I hope that, somewhere in the newfangled Billy Graham Library (or museum) in Charlotte, that there is a picture or even a statue of a turtle atop a tall fence post. Hey! There's an idea. Perhaps the people who created Bessie the talking cow for the facility -- a special commentator for children who visit -- can create a turtle on a post who sings "Just As I Am" with the voice of George Beverly Shea?
I need to explain the turtle reference.
For decades, Graham has been asked -- thousands of times, I am sure -- why he has been so remarkably successful, preaching to more people in person than anyone else in history. Why have so many people, from the earliest days of his career, responded to his call to accept Jesus Christ as Savior? What's so special about Billy Graham?
At this point, Graham almost always offers the following explanation. If you are walking down a road, he says, and you happen to see a turtle sitting on top of a tall fence post, what would you assume? You would, of course, assume that the turtle did not climb up there on his own. You would assume that someone far larger than the turtle picked him up and then placed him atop the tall post for some mysterious reason.
Get the point? Clearly Graham did not get on top by his own merits. God chose to raise him up, for some mysterious reason. Now keep that in mind as you read the top of the omnipresent Stephanie Simon's report on the new Billy Graham Library for the Los Angeles Times.
The other day, Billy Graham toured the showy museum that will soon open here to honor his six decades of bringing God's word to the high and the humble.
America's best-known evangelist walked through stage-set re-creations of the barn on his parents' dairy farm; the canvas tent where he held his first blockbuster revival; a graffiti-scarred checkpoint at the Berlin Wall, symbolizing his crusades behind the Iron Curtain.
As Graham finished the tour, his son Franklin recalled, Franklin asked how he had liked the tribute. The gruff reply: "Too much Billy Graham."
And then there is the issue of Bessie, the talking cow that Simon uses as a symbol of the tensions linked to this whole project, tensions between scholarship and showmanship, between media-friendly tourism and the high calling of evangelism. There seem to be divisions in the Graham camp over all of this, and that's understandable. How do you build a modest salute to the turtle on the tall post?
Back to Bessie, who is located just inside the giant, cross-shaped door into the $27-million facility built to mirror Graham's childhood on a dairy farm:
In a calculatedly Southern drawl -- the first attempt at a voice-over was deemed too Yankee -- Bessie tells visitors how a young Billy Frank used to practice preaching as he milked her. She invites children on a scavenger hunt as they walk through the museum, promising free ice cream at the snack bar as a prize. "Get moooving!" she urges.
Franklin Graham thinks the talking cow will teach children what he sees as the central message of his father's life: that God can do mighty works with anyone who submits to him, even a poor farm boy.

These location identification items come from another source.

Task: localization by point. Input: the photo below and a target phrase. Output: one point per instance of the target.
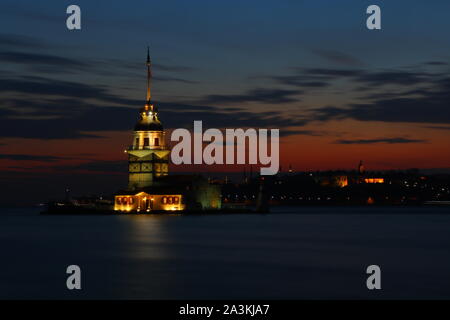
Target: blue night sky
(69, 99)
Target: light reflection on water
(316, 254)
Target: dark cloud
(404, 78)
(438, 127)
(338, 57)
(312, 133)
(431, 106)
(20, 41)
(174, 79)
(31, 59)
(262, 95)
(380, 140)
(436, 63)
(97, 166)
(172, 68)
(48, 87)
(26, 157)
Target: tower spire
(149, 75)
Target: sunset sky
(337, 91)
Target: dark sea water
(292, 253)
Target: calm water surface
(293, 253)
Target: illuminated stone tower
(148, 157)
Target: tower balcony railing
(146, 148)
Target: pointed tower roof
(149, 113)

But critics, who emphasize that they have not seen the finished museum, worry that Bessie may be too gimmicky, unbefitting Billy Graham's air of dignity and purpose.

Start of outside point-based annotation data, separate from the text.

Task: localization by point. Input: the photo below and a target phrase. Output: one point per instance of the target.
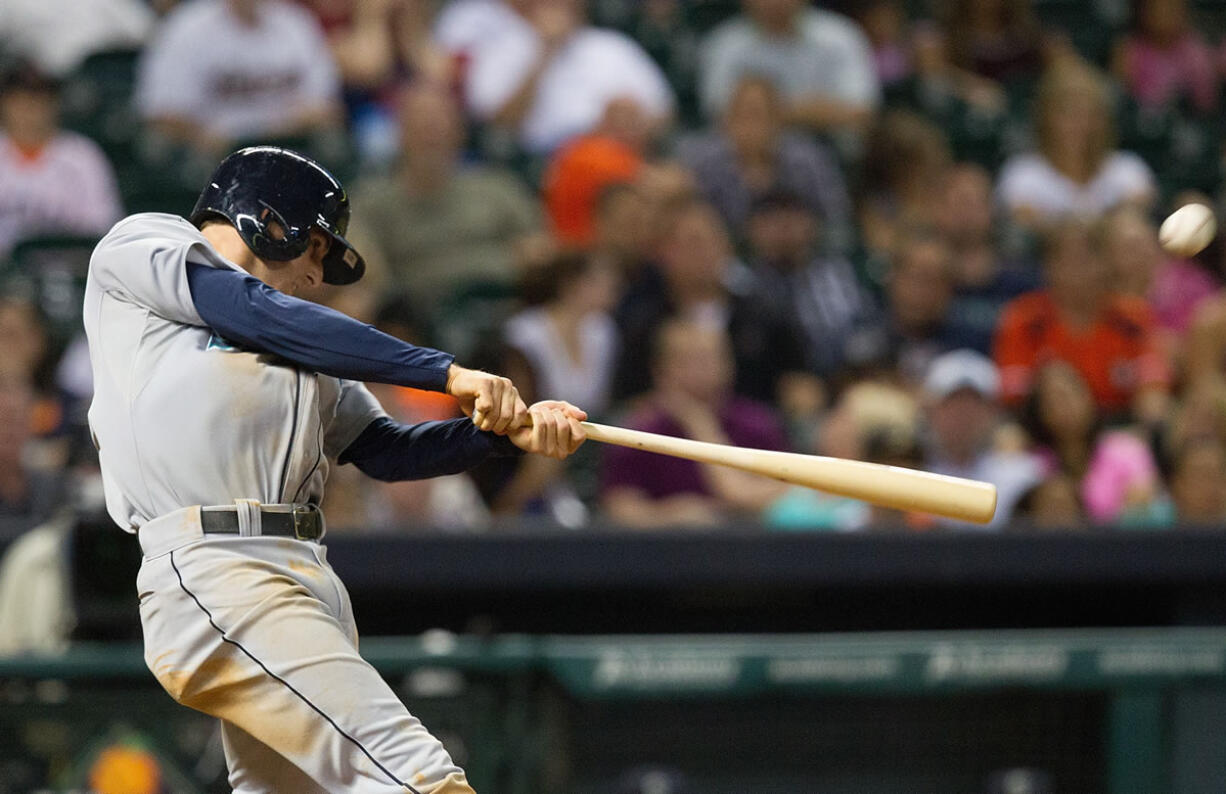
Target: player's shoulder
(148, 226)
(1133, 310)
(292, 14)
(188, 17)
(1030, 304)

Eddie Gibbs, a senior professor at Fuller Theological Seminary in Pasadena, opened a recent interview about the library with an anxious question: "Is the cow still there?" His response to Bessie's animatronic presence: "Oh, noooooo!"
Maybe a talking turtle on a post would have worked better, paired with a video of Graham telling that old story about his career.
Then again, maybe not.
So please read the Times story as an introduction to the issues at play here. Meanwhile, I am sure there will be much more coverage (the dedication is tomorrow) after the library opens. You can also click here to follow the coverage in his hometown newspaper, The Charlotte Observer.
But back to the Los Angeles Times story for one final minute. Other than the missing turtle, there is only one major fact that I think Simon really needed to add to this story. Perhaps there wasn't room for more detail.
You see, there is another perfectly logical reason that the new Charlotte facility is more tourist destination than serious library or museum. After all, there is already a massive and highly respected Billy Graham Center at his alma mater, Wheaton College, just outside of Chicago.
If anyone wants to read or hear about the turtle atop this high fence post, that's the place to start. They have the goods on just about anything you might want to know about Billy Graham (sans singing cows). I would predict that most of the serious books and papers stay there. At least, I hope that they do.